Performance: Friday 7 October, 6-11pm

Tacita Dean at Frith Street Gallery, Golden Square

Frith Street Gallery is currently showing LA Exuberance, a collection of new works related to Tacita Dean’s time spent in Los Angeles. Her highly-acclaimed 2015 film Event for a Stage will also be screened alongside the exhibition. The film lasts for 50 minutes and you can pop in and out (screening times below). However, because of the film’s complex trajectory, it’s recommended to watch it from the start.

Screening: Tuesday to Friday at 11.00am, 12.15pm, 1.30pm, 2.45pm, 4.00pm, 5.15pm; Saturdays at 11.00am, 12.15pm, 1.30pm, 2.45pm, 4.00pm

The Feminist Avant-Garde of the 1970s: Works from the Sammlung Verbund at the Photographer’s Gallery

The Photographers’ Gallery presents forty-eight international female artists and over 250 major works from the Sammlung Verbund in Vienna, highlighting groundbreaking practices that shaped the feminist art movement. On view through 15 January 2017.

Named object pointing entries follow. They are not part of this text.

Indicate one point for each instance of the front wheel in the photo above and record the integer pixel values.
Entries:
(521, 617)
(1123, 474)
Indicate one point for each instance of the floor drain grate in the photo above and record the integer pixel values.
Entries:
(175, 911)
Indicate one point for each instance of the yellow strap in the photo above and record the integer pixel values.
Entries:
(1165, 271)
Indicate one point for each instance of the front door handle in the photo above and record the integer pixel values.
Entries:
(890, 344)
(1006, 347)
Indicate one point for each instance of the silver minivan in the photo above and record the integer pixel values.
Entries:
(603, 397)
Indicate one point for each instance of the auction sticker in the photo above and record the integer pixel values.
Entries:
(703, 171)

Power and Architecture Part 4: The afterlives of Modernity at Calvert 22

Fourth and final instalment of Power and Architecture - a season on utopian public space and the quest for new national identities across the post-Soviet world. In Part 4: The afterlives of Modernity, four artists consider the afterlife of utopia. The exhibition will be open through 8pm on Saturday.

Late Opening: Saturday 8 October, open until 8pm

Midnight Masala at The Empire Remains Shop

Midnight Masala is an Indian colloquial phrase for soft porn screened in late night movie theatres in India. It is also the name of the spice stall run by Shahmen Suku’s alter ego, Radha La Bia. Radha will inhabit Midnight Masala with a series of durational performances, creating a holistic experience that encompasses culinary science and spatial dynamics.

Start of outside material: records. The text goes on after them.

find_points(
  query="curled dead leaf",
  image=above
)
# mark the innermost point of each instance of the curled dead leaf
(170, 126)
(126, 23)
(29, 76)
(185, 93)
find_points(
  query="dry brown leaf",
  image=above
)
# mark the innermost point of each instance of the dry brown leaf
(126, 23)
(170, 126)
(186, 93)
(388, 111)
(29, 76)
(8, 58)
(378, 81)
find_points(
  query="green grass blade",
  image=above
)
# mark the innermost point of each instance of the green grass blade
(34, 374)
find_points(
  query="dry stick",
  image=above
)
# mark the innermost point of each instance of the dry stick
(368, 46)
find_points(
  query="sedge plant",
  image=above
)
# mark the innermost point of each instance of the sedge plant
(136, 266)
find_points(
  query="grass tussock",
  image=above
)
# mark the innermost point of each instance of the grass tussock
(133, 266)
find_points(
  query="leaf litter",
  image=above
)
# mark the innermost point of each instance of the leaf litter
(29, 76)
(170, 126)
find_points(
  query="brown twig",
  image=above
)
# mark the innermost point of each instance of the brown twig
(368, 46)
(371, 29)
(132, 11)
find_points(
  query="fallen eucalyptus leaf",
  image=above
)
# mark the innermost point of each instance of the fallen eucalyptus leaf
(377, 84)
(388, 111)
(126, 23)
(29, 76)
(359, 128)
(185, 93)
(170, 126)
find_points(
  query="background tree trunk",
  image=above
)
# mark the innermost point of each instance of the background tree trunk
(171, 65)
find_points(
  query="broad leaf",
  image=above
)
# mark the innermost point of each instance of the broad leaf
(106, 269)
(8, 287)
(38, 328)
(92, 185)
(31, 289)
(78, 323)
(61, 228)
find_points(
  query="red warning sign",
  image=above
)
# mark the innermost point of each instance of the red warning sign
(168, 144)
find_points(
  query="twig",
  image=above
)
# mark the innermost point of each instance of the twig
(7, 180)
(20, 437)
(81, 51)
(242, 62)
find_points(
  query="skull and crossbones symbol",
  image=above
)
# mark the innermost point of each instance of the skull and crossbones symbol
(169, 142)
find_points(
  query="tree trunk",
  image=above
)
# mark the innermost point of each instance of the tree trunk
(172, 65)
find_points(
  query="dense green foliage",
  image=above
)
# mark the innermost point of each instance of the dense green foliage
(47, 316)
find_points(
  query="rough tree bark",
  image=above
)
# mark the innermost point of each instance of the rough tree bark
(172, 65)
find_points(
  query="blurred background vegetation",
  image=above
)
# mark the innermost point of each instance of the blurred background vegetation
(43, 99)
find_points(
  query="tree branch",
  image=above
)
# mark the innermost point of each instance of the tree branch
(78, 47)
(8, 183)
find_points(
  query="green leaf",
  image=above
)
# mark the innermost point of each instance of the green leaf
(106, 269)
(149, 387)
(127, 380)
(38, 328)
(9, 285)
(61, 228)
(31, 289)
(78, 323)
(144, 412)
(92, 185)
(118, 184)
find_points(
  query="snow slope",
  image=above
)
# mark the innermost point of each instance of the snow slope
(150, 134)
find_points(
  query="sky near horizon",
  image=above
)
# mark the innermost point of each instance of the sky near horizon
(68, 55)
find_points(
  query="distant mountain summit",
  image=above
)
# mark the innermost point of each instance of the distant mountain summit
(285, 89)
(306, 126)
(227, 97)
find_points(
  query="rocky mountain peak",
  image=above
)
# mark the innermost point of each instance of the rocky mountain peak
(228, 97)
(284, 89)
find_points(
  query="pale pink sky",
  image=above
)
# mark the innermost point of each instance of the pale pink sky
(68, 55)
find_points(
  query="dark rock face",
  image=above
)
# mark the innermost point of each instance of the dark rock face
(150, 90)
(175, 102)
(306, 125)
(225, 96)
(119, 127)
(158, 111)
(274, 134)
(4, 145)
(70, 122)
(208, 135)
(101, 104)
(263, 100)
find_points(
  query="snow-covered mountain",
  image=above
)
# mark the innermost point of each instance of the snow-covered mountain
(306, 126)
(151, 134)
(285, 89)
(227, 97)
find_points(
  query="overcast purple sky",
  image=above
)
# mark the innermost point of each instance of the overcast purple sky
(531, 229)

Performance: Monday 3 October – Sunday 9 October, 2–6pm

Douglas Gordon: I had nowhere to go Screening at Tate Modern

Douglas Gordon’s film I had nowhere to go is a sound-based portrait (just ten minutes worth of images) of 93-year-old filmmaker and writer Jonas Mekas’s life in exile. The screening is followed by a discussion with Douglas Gordon in person and Joans Mekas via Skype. Sharing at once a very personal yet increasingly universal story of exile, Mekas tells of his experiences in a Nazi forced labour camp, his five years in a displaced persons camp and his first years living as a young Lithuanian immigrant in Brooklyn.

Screening: Saturday 8 October, 7-9:30

Bedwyr Williams at the Barbican, The Curve

Drawing on the everyday quirks of his own life and the world around him, enter the world of Bedwyr Williams and the bizarre scenarios he conjures through his immersive installations.

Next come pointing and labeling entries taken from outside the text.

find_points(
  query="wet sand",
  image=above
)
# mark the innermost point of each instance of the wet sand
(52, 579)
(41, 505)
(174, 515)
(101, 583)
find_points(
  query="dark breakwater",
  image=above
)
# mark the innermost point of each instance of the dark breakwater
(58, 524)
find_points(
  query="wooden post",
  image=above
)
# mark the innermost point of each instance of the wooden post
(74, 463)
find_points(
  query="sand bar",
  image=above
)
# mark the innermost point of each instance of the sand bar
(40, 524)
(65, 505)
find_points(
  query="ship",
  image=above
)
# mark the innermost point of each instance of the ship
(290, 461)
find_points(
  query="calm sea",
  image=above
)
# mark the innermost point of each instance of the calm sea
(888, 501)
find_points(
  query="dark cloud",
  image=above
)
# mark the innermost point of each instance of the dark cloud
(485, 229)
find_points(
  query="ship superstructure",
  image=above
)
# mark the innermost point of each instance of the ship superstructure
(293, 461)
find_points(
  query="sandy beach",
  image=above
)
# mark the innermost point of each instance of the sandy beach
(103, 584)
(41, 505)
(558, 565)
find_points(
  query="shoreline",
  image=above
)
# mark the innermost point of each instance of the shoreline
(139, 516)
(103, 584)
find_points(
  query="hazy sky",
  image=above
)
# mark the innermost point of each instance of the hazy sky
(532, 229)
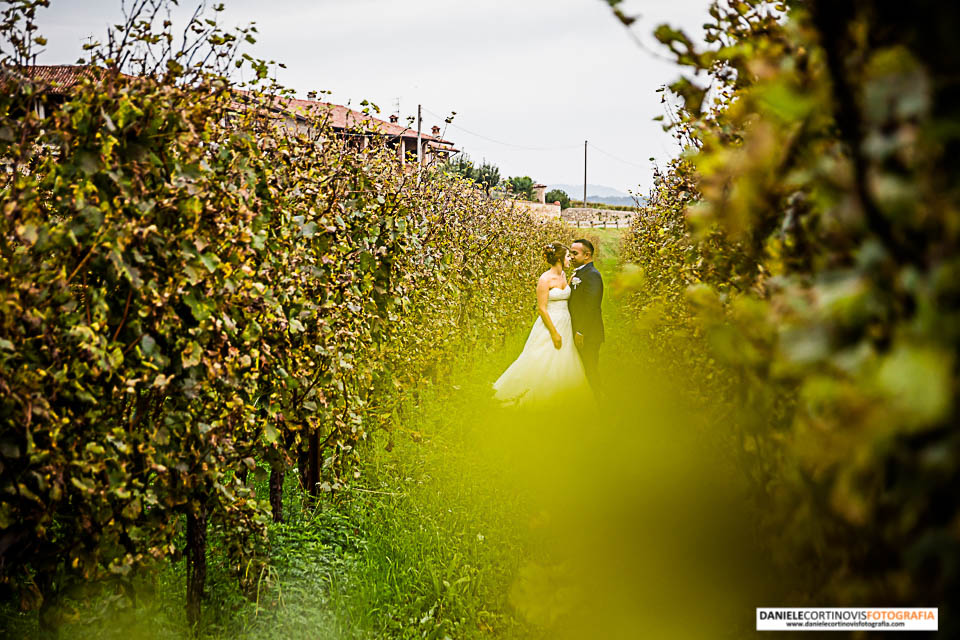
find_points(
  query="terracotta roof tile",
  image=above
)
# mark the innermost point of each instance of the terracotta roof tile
(64, 77)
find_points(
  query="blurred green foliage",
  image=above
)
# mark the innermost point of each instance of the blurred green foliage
(196, 293)
(798, 263)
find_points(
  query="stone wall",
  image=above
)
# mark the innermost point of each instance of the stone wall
(589, 217)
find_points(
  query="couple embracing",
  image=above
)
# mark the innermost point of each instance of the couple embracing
(562, 351)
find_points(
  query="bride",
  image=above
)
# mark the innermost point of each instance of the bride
(549, 365)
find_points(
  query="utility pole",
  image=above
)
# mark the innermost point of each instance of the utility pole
(584, 173)
(419, 143)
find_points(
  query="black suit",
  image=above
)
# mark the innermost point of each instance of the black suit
(586, 317)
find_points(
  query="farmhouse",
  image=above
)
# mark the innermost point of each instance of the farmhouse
(293, 113)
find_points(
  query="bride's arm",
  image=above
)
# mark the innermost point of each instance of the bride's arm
(543, 294)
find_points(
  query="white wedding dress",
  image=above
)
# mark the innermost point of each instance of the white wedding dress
(542, 372)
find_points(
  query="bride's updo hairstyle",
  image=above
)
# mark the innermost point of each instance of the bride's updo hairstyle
(554, 253)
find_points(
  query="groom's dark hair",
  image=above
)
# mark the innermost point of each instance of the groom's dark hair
(586, 243)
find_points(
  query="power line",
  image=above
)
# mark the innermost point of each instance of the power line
(500, 142)
(606, 153)
(526, 148)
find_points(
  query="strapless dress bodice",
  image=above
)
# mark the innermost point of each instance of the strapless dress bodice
(557, 294)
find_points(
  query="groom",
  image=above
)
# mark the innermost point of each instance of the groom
(585, 307)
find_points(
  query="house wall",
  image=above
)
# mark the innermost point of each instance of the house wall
(546, 211)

Fiona Tan's Ascent at BFI Southbank as part of the BFI London Film Festival

Using dazzling images of Mount Fuji from across the history of photography, the mountain inspires the artist on both a philosophical and romantic journey.

Screening: Saturday 8 October, 9pm

Inside at Reading Prison

Reading Prison has opened to the public for the first time in its history to host this extraordinary Oscar Wilde project. Oscar Wilde was incarcerated at Reading Prison between 1895 and 1897, which led to his last great works; De Profundis and The Ballad of Reading Gaol. Some of the most remarkable and radical artists, writers and performers of our time have responded to Wilde’s work, the prison’s architecture and themes of imprisonment and separation. You can listen to Ralph Fiennes, Ragnar Kjartansson or Patti Smith reading Wilde’s De Profundis from the prison chapel or see artworks by Marlene Dumas, Wolfgang Tillmans or Nan Goldin displayed throughout the jail. Other artists featuring in the show are Ai Weiwei, Steve McQueen and Maxine Peake showing installations, writing, photography, video work and more.